# Small World Graphs

Code examples from [Think Complexity, 2nd edition](https://thinkcomplex.com).

Copyright 2016 Allen Downey, [MIT License](http://opensource.org/licenses/MIT)

In [None]:
%matplotlib inline

import matplotlib.pyplot as plt
import networkx as nx
import numpy as np
import seaborn as sns

from utils import decorate, savefig

# I set the random seed so the notebook 
# produces the same results every time.
np.random.seed(17)

In [None]:
# node colors for drawing networks
colors = sns.color_palette('pastel', 5)
#sns.palplot(colors)
sns.set_palette(colors)

**Exercise 3.3:** The following implementation of a BFS contains two performance errors.  What are
they?  What is the actual order of growth for this algorithm?

In [None]:
def bfs(G, start):
    """Breadth-first search on a graph, starting at top_node."""
    visited = set()
    queue = [start]
    while len(queue):
        curr_node = queue.pop(0)    # Dequeue
        visited.add(curr_node)

        # Enqueue non-visited and non-enqueued children
        queue.extend(c for c in G[curr_node]
                     if c not in visited and c not in queue)
    return visited

The line queue.pop(0) has a time complexity of O(n). Pop only runs at constant time when taking the last element. (https://stackoverflow.com/questions/195625/what-is-the-time-complexity-of-popping-elements-from-list-in-python)

The line where that checks `for c not in queue` also varies with the length of the list to be checked. In the worst case, the loop has to run $n$ times, and then check if the nodes are in the Set of $n$ elements. (The part that extends the queue checks if the neighbors of the current node are not in visited and not in queue). All in all, the order of growth would be around a cubic power of $n$.

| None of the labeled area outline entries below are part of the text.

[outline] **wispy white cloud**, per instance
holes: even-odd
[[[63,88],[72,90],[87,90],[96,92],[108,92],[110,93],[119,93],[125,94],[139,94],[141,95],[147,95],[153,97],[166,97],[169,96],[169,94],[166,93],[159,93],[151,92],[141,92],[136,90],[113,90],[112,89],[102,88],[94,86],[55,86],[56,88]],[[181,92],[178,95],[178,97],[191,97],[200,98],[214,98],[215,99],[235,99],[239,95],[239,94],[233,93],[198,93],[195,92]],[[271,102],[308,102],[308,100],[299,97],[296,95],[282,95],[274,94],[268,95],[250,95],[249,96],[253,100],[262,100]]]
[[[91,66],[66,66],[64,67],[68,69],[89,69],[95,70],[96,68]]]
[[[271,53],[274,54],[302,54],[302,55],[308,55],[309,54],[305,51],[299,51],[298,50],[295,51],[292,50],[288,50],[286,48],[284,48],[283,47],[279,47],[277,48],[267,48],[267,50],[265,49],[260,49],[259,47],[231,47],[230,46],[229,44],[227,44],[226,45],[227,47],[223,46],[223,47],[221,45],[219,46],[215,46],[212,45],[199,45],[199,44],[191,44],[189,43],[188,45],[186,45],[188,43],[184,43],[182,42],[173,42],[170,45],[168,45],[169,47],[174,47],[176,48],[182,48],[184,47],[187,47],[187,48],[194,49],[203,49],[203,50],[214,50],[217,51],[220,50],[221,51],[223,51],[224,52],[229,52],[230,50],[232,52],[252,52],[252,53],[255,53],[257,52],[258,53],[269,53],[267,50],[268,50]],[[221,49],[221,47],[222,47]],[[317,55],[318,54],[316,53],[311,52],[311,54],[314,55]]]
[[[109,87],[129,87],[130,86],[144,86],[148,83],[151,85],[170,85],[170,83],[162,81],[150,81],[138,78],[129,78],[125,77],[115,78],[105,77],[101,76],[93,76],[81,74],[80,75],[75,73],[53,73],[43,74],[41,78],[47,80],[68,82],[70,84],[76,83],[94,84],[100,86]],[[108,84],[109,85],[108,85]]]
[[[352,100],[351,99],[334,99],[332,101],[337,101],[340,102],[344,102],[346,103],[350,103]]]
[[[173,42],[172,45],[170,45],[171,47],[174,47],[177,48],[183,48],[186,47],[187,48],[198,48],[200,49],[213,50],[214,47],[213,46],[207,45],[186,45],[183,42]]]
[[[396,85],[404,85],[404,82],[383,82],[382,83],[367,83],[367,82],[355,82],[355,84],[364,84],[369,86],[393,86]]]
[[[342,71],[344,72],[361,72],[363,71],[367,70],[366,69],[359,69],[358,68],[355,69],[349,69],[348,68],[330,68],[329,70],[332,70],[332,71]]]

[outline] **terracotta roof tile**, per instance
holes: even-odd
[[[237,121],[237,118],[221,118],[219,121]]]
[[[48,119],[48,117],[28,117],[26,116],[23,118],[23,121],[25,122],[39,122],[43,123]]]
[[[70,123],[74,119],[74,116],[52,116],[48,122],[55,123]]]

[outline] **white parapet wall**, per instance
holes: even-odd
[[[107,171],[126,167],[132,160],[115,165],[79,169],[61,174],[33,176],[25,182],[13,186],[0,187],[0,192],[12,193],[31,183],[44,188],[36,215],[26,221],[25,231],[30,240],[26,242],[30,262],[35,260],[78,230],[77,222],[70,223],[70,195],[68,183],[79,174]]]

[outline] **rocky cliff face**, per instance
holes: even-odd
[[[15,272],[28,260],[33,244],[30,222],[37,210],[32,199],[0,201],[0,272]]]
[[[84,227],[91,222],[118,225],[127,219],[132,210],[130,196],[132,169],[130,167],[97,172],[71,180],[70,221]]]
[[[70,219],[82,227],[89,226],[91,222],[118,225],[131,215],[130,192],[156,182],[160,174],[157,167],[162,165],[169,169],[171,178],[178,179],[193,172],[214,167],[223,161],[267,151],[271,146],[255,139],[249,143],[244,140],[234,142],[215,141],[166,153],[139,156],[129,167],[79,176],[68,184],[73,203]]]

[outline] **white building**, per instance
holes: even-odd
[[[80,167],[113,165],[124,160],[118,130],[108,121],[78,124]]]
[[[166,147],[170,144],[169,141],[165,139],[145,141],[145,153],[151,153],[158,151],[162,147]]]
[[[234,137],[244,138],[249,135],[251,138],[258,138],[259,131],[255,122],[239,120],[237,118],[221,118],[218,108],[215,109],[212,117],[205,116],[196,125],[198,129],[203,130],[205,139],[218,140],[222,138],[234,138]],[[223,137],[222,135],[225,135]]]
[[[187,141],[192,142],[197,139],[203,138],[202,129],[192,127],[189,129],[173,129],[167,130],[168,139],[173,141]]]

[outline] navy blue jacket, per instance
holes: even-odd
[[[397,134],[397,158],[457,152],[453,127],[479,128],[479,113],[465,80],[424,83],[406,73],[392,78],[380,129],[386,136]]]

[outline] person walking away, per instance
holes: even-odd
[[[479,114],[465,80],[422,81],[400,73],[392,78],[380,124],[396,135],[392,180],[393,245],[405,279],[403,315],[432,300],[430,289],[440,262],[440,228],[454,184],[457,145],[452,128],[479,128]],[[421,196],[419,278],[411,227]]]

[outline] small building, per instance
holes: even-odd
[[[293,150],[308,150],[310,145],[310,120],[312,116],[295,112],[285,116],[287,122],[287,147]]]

We can compare the runtimes of this bfs and the one in the examples for a complete graph, which could possibly showcase the worst case scenario (since all nodes are connected, and hence has to be checked).

In [None]:
def plain_bfs(G, start):
    """A fast BFS node generator"""
    seen = set()
    nextlevel = {start}
    while nextlevel:
        thislevel = nextlevel
        nextlevel = set()
        for v in thislevel:
            if v not in seen:
                seen.add(v)
                nextlevel.update(G[v])
    return seen

In [None]:
#From Chapter 2

def all_pairs(nodes):
    for i, u in enumerate(nodes):
        for j, v in enumerate(nodes):
            if i < j:
                yield u, v
                


def make_complete_graph(n):
    G = nx.Graph()
    nodes = range(n)
    G.add_nodes_from(nodes)
    G.add_edges_from(all_pairs(nodes))
    return G

In [None]:
complete = make_complete_graph(10)
nx.draw_circular(complete, 
                 node_color='C2', 
                 node_size=1000, 
                 with_labels=True)

In [None]:
%timeit bfs(complete, 0)

In [None]:
bfs(complete,0)

In [None]:
%timeit plain_bfs(complete, 0)

In [None]:
plain_bfs(complete,0)

In [None]:
complete = make_complete_graph(50)

In [None]:
%timeit bfs(complete, 0)

In [None]:
%timeit plain_bfs(complete, 0)

In [None]:
complete = make_complete_graph(100)

In [None]:
%timeit bfs(complete, 0)

In [None]:
%timeit plain_bfs(complete, 0)

We've tested this for a complete graph of sizes 10,50, and 100. And we see that for all cases, plain_bfs has run much faster. This is more apparent for a larger network.